Sam was not interested in his senile diversions.
“Good morning,” he said stiffly, and passed out into Ogilvy Street.
CHAPTER TWELVE
SAM IS MUCH TOO SUDDEN
§ 1
THE clocks of London were striking twelve when Sam, entering the Strand, turned to the left and made his way toward Fleet Street to keep his tryst with Lord Tilbury at the offices of the Mammoth Publishing Company.
In the interval which had elapsed since his parting from Mr. Cornelius a striking change had taken place in his appearance, for he had paid a visit to that fascinating shop near Covent Garden which displays on its door the legend, “Cohen Bros., Ready-Made Clothiers,” and is the Mecca of all who prefer to pluck their garments ripe off the bough instead of waiting for them to grow. The kindly brethren had fitted him out with a tweed suit of bold pattern, a shirt of quality, underclothing, socks, a collar, sock suspenders, a handkerchief, a tie pin and a hat with the same swift and unemotional efficiency with which, had he desired it, they would have provided the full costume of an Arctic explorer, a duke about to visit Buckingham Palace, or a big-game hunter bound for Eastern Africa. Nor had they failed him in the matter of new shoes and a wanghee.
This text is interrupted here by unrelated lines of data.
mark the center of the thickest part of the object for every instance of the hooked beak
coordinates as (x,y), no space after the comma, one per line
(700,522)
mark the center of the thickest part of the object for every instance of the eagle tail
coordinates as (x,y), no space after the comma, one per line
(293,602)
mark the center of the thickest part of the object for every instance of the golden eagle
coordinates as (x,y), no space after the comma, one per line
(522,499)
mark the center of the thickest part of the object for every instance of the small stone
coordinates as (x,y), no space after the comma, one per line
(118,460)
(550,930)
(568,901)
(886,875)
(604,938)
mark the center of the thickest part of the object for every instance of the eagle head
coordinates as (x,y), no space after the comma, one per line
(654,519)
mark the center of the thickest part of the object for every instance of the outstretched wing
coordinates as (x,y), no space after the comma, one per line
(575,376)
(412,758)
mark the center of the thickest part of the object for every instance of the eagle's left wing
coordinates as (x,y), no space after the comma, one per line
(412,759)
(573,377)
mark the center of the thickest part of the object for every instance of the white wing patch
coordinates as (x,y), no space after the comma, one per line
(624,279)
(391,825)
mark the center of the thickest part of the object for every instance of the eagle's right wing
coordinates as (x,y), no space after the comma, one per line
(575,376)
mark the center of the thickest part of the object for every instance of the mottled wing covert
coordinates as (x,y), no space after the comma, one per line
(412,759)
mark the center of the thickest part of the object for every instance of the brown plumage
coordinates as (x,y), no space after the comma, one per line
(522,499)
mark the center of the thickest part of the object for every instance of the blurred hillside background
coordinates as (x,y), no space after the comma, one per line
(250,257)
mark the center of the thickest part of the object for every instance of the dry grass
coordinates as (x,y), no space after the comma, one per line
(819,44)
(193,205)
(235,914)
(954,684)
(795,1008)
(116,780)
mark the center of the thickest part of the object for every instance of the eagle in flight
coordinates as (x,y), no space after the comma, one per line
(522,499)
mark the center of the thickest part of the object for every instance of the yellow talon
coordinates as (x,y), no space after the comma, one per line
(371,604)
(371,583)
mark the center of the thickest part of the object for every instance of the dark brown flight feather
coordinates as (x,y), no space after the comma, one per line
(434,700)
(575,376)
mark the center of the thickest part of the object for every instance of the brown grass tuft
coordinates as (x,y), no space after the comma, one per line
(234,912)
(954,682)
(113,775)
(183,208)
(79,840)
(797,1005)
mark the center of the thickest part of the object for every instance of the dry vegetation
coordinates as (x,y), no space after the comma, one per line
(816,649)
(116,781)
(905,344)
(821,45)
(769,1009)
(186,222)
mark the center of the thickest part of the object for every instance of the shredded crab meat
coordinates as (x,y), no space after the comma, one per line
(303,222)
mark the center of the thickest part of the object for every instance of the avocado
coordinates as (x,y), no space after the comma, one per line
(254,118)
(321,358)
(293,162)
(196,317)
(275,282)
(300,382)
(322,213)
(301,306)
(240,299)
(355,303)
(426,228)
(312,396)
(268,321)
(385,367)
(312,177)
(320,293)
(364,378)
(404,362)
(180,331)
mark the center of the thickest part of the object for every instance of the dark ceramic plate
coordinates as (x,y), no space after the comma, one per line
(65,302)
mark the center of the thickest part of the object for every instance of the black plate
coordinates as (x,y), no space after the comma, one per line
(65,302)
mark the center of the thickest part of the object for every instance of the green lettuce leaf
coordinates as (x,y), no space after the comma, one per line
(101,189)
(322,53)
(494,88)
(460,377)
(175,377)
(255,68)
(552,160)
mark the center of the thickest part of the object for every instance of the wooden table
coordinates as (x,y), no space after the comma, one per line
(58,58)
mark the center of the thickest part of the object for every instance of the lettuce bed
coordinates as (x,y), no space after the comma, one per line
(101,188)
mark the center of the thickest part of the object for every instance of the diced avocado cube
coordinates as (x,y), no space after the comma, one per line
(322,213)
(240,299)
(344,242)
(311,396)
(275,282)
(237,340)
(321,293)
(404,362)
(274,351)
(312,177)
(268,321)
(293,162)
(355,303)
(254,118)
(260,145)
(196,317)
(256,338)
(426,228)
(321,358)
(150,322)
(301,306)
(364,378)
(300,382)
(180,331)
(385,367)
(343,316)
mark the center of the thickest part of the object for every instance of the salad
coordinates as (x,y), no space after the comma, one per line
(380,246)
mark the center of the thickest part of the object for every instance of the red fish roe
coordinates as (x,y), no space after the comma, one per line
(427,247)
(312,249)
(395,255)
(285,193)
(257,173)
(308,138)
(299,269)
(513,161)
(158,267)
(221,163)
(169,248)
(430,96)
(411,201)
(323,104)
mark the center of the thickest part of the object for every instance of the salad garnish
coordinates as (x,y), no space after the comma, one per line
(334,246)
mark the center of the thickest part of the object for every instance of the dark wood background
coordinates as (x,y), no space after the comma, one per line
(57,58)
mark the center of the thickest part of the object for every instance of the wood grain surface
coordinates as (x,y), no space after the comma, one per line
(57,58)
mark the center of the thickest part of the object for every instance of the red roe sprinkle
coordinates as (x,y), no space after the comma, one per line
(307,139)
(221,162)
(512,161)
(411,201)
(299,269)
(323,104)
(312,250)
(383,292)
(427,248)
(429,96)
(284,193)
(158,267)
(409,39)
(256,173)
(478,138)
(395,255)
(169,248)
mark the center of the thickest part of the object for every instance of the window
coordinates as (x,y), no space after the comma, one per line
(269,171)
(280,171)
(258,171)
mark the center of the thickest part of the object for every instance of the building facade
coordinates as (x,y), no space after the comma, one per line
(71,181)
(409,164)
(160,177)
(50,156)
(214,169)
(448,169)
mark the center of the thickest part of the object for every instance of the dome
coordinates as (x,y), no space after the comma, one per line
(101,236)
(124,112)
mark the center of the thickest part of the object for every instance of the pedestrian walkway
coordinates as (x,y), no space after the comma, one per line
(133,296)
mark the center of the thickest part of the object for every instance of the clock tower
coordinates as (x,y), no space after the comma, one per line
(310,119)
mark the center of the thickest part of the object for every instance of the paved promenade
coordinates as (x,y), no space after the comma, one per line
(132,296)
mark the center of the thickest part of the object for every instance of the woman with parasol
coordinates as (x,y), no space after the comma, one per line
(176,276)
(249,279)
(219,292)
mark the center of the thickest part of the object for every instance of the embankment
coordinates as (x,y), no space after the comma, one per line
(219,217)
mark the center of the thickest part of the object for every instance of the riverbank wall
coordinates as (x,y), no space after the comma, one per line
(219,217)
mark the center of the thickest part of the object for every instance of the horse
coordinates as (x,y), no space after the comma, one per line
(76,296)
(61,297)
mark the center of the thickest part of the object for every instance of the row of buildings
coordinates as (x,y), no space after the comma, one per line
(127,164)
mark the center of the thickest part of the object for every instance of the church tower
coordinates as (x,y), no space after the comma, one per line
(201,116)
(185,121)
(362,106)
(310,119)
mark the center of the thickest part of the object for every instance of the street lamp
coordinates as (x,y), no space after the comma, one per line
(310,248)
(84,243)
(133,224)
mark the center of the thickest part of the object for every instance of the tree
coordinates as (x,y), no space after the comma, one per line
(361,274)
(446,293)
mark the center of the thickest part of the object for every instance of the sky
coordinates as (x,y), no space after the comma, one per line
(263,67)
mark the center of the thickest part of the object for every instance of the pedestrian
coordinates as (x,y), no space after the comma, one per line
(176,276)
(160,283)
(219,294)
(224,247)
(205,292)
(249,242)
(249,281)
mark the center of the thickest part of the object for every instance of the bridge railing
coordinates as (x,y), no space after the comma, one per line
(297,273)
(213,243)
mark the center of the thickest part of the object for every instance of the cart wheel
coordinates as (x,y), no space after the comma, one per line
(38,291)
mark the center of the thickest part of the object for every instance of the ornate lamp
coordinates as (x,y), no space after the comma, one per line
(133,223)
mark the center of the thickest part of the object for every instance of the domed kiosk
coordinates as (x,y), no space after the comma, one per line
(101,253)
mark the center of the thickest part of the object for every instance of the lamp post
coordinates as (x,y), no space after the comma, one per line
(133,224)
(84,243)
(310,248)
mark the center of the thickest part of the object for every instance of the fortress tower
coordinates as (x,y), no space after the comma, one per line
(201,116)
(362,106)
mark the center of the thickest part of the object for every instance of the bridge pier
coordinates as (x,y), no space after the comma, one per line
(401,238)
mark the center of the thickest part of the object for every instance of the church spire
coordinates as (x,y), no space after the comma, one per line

It was, in short, an edition de luxe of S. Pynsent Shotter, richly bound and profusely illustrated, that now presented itself to the notice of the public.
The tonic of new clothes is recognised by all students of human nature. Sam walked with a springy jauntiness, and his gay bearing, combined with the brightness of his exterior, drew many eyes upon him.
Two of these eyes belonged to a lean and stringy man of mournful countenance who was moving in the opposite direction, away from London’s newspaper land. For a moment they rested upon Sam in a stare that had something of dislike in it, as if their owner resented the intrusion upon his notice of so much cheerfulness. Then they suddenly widened into a stare of horror, and the man stopped, spellbound. A hurrying pedestrian, bumping into him from behind, propelled him forward, and Sam, coming up at four miles an hour, bumped into him in front. The result of the collision was a complicated embrace, from which Sam was extricating himself with apologies when he perceived that this person with whom he had become entangled was no stranger, but an old friend.
“Hash!” he cried.
There was nothing in Mr. Todhunter’s aspect to indicate pleasure at the encounter. He breathed heavily and spoke no word.